Certe assenze pesano come macigni. E pochi giorni fa, alla serata del Centenario della Fiorentina, quella più pesante è stata senza dubbio quella di Giancarlo Antognoni. Mentre al Franchi sfilavano centinaia di ex giocatori che hanno scritto la storia viola, lo storico capitano non era presente alle celebrazioni. Una scelta che Antognoni ha commentato affidando all’Ansa le proprie riflessioni.
“Mi dispiace vedermi far passare per quello che non è voluto andare al centenario della Fiorentina senza una motivazione, solo per ripicca. La motivazione c’è e si rifà a quanto accaduto cinque anni fa“, ha spiegato l’ex numero 10, tornando sulla separazione dal club avvenuta nel 2021. Una ferita che il tempo non ha sanato e che ha impedito la sua presenza in un momento così importante per la storia del club.

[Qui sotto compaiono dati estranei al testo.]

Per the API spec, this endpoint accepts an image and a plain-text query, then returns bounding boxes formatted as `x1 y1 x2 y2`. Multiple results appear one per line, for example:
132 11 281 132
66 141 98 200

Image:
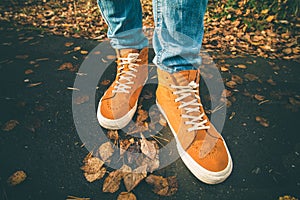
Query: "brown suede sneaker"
156 69 232 184
97 48 148 129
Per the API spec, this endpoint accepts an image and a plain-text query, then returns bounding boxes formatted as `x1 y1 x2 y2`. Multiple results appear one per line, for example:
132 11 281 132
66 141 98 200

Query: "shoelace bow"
113 53 140 93
171 81 210 131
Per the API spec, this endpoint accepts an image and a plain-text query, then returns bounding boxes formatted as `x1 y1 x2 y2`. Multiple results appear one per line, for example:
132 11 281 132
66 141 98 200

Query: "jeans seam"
97 0 112 35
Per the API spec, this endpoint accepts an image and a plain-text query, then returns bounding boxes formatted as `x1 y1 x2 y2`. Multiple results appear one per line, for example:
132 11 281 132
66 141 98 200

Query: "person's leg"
97 0 148 129
153 0 207 73
98 0 148 49
153 0 232 184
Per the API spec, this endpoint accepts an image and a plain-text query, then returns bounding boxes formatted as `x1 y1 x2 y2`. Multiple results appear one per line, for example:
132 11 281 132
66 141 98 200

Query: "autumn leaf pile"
0 0 300 60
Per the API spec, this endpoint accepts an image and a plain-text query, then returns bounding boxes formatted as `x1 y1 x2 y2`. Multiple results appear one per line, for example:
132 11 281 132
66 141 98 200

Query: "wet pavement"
0 24 300 200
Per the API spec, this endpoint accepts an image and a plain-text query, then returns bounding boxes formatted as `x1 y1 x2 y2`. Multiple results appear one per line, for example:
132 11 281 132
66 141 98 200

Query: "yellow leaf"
266 15 275 22
260 9 269 15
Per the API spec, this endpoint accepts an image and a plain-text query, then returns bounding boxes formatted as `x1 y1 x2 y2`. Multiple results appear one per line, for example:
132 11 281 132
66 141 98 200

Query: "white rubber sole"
97 98 137 130
156 101 233 184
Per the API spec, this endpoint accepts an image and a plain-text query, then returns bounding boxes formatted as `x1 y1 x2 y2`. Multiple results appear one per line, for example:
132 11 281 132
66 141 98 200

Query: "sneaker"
97 48 148 129
156 69 233 184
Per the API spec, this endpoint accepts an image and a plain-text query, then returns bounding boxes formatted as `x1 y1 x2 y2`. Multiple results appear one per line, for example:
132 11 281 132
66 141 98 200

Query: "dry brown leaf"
158 115 167 126
282 48 293 54
107 130 119 140
244 74 258 81
255 116 270 127
124 165 147 192
267 78 276 85
102 170 122 193
80 50 89 55
27 82 43 88
100 80 110 85
81 153 104 174
65 42 74 47
136 141 159 173
143 90 153 99
136 106 148 124
120 139 131 156
221 66 229 72
141 133 156 159
237 64 247 69
24 69 33 75
2 120 19 131
16 54 29 60
117 192 136 200
7 171 27 186
74 47 81 51
225 81 236 89
57 62 74 71
221 89 232 97
146 174 178 196
231 75 243 84
289 97 300 106
66 195 91 200
84 167 106 183
106 55 116 60
74 96 90 105
266 15 275 22
98 141 114 162
254 94 265 101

Proprio Antognoni, pur assente, è stato uno dei grandi protagonisti della serata. Durante le celebrazioni il presidente Joseph Commisso lo ha omaggiato pubblicamente, annunciando il ritiro per questa stagione della maglia numero 10, esposta in una teca al centro del terreno di gioco.
Parole che non hanno però cancellato una frattura che Antognoni porta con sé da cinque anni. “Ho sentito, ho visto, mi hanno detto, ma la decisione di non partecipare al centenario è maturata cinque anni fa, non quando mi sono svegliato ieri mattina“, ha sottolineato con fermezza l’ex capitano viola.
Il riferimento è a quanto accaduto nell’estate del 2021, quando terminò la sua esperienza da dirigente della Fiorentina. Antognoni ha ricostruito quei momenti spiegando di non aver mai avuto intenzione di lasciare il club: “Io non avrei mai lasciato la Fiorentina, ero direttore tecnico, lavoravo insieme all’allora direttore generale Joe Barone e al direttore sportivo Daniele Pradè, anche se poi pian piano mi sono trovato isolato“.
La svolta arrivò con una proposta che l’ex campione del mondo interpretò come un chiaro segnale di allontanamento. “A un certo punto mi proposero un altro incarico, al settore giovanile. Avrebbe anche potuto interessarmi, ma non in quel momento. Quella proposta fu come mettermi alla porta. È stato allora che ho deciso che non sarei andato al centenario della Fiorentina“, ha raccontato Antognoni.
“Io avrei voluto partecipare per rispetto dei tifosi e di questi colori. Più di tutti avrei dovuto esserci, perché al contrario di Batistuta, Baggio, Rui Costa, non ho mai tradito la Fiorentina, mai avrei voluto lasciarla. Voglio che i fiorentini lo sappiano, mi dispiacerebbe che pensassero che tutto questo è dipeso da me“, ha dichiarato con una stoccata nemmeno troppo velata verso altri campioni che hanno vestito la maglia viola.